Une déclaration acceptée par les 15 membres a suivi les vives condamnations de la part du secrétaire général Antonio Guterres et la promesse du président américain Donald Trump de répondre « très fortement » aux essais de la Corée du Nord.

Le Conseil de sécurité a condamné l'essai réalisé samedi et un autre lancement effectué le 19 octobre, affirmant que les activités de la Corée du Nord pour développer ses systèmes de vecteurs d'armes nucléaires violaient les sanctions des Nations unies et augmentaient les tensions.

Le Conseil a appelé tous les membres des Nations unies à « redoubler d'efforts » pour mettre en vigueur des sanctions.

La Corée du Nord a défié à maintes reprises les six résolutions du Conseil de sécurité demandant la fin de ses activités nucléaires et de missiles balistiques et l'imposition de sanctions de plus en plus musclées.
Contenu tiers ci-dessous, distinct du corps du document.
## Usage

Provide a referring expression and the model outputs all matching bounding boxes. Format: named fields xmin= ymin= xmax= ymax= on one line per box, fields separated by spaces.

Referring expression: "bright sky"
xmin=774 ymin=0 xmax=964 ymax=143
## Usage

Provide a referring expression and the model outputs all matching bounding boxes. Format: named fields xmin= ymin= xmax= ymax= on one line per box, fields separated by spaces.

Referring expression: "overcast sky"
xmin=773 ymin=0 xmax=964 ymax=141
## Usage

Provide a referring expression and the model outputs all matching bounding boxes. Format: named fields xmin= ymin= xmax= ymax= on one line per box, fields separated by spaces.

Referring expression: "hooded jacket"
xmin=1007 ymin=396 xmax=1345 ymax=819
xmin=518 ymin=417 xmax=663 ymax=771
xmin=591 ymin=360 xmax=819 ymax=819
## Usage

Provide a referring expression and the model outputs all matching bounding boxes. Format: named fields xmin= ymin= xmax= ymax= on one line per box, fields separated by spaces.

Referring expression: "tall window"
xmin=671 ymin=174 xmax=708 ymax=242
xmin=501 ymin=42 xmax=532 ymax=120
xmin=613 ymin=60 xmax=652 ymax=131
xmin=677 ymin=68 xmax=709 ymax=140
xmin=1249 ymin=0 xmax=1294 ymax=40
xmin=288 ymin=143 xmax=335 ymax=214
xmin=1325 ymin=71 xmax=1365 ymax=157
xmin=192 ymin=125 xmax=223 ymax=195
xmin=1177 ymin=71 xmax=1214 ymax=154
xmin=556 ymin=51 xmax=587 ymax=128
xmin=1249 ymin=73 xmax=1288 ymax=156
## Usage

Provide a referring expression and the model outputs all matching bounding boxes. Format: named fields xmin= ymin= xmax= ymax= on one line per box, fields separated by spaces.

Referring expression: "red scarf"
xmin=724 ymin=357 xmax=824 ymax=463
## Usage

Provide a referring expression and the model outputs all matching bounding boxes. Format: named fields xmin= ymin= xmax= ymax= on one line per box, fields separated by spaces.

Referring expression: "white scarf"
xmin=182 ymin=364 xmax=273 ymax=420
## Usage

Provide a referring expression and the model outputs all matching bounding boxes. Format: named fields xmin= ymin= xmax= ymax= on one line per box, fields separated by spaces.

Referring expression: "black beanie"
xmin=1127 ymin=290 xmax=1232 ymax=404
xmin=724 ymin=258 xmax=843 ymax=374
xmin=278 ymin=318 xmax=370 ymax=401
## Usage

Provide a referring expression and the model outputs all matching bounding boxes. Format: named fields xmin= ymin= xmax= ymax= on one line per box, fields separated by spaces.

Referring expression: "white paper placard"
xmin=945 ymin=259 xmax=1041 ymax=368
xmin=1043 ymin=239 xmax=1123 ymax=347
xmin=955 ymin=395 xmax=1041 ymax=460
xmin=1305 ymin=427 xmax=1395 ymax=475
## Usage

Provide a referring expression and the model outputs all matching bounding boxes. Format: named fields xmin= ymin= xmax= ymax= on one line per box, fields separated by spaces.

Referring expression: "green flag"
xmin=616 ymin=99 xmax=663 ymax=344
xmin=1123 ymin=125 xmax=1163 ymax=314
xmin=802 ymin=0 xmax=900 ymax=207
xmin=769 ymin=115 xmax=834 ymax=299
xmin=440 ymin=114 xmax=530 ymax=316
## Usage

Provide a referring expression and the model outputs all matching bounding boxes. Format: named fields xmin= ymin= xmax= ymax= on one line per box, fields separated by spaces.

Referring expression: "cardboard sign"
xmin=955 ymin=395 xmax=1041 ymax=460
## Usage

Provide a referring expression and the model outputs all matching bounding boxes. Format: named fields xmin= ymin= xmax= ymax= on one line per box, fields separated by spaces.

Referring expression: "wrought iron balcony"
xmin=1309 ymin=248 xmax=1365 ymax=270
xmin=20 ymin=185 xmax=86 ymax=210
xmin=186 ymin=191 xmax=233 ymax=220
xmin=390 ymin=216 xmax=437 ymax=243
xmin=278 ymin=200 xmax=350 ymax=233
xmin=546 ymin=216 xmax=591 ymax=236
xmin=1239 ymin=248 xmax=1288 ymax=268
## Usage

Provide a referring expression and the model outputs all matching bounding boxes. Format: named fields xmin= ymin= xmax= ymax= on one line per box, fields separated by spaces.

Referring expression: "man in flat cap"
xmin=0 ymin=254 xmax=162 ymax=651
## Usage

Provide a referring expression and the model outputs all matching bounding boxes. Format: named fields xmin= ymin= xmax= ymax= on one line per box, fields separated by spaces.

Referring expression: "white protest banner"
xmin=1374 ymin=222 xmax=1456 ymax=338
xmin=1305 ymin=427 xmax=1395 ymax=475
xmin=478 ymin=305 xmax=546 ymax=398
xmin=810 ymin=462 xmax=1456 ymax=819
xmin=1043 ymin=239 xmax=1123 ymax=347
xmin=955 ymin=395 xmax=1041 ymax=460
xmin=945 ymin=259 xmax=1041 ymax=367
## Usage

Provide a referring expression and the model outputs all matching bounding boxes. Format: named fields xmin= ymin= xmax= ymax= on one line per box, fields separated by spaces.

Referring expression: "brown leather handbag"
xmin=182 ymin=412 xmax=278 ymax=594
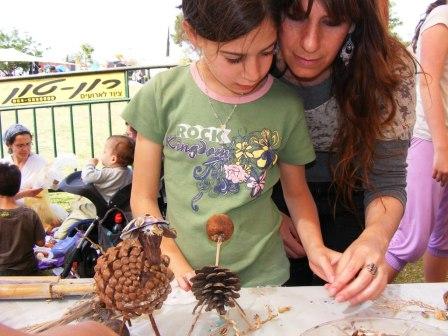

Le plus récent lancement de missile est perçu comme un geste implicite de défiance à l'égard de M. Trump, qui a promis la ligne dure contre la Corée du Nord, mais n'a pas encore dévoilé de stratégie à l'égard d'un pays dont les ambitions nucléaires ont mis dans l'embarras les dirigeants américains depuis des dizaines d'années.

« La Corée du Nord est un gros, gros problème, et nous allons y voir de manière très forte », a dit M. Trump, lors d'une conférence de presse commune, lundi, à Washington, avec le premier ministre Justin Trudeau.

L'ambassadrice américaine aux Nations unies, Nikki Haley, a dit plus tard par communiqué : « Nous appelons tous les membres du Conseil de sécurité à utiliser toutes les ressources disponibles pour signifier clairement au régime nord-coréen, et à ses catalyseurs, que ces lancements sont inacceptables. »

« Il est temps de faire rendre des comptes à la Corée du Nord, pas avec nos mots, mais avec nos actions », a-t-elle ajouté.

On ignore encore quel genre d'« actions » a en tête l'administration Trump. L'ambassadeur de l'Ukraine aux Nations unies, Volodymyr Yelchenko, actuel président du Conseil de sécurité, et l'ambassadeur japonais Koro Bessho n'ont pas voulu commenter sur de possibles « mesures supplémentaires importantes. »

Le missile Pukguksong-2 aurait franchi environ 500 kilomètres avant de tomber dans l'océan, en eaux internationales.

Le nouveau missile utiliserait du carburant solide, ce qui pourrait lui permettre de parcourir de plus grandes distances et le rendrait plus difficile à détecter avant son lancement.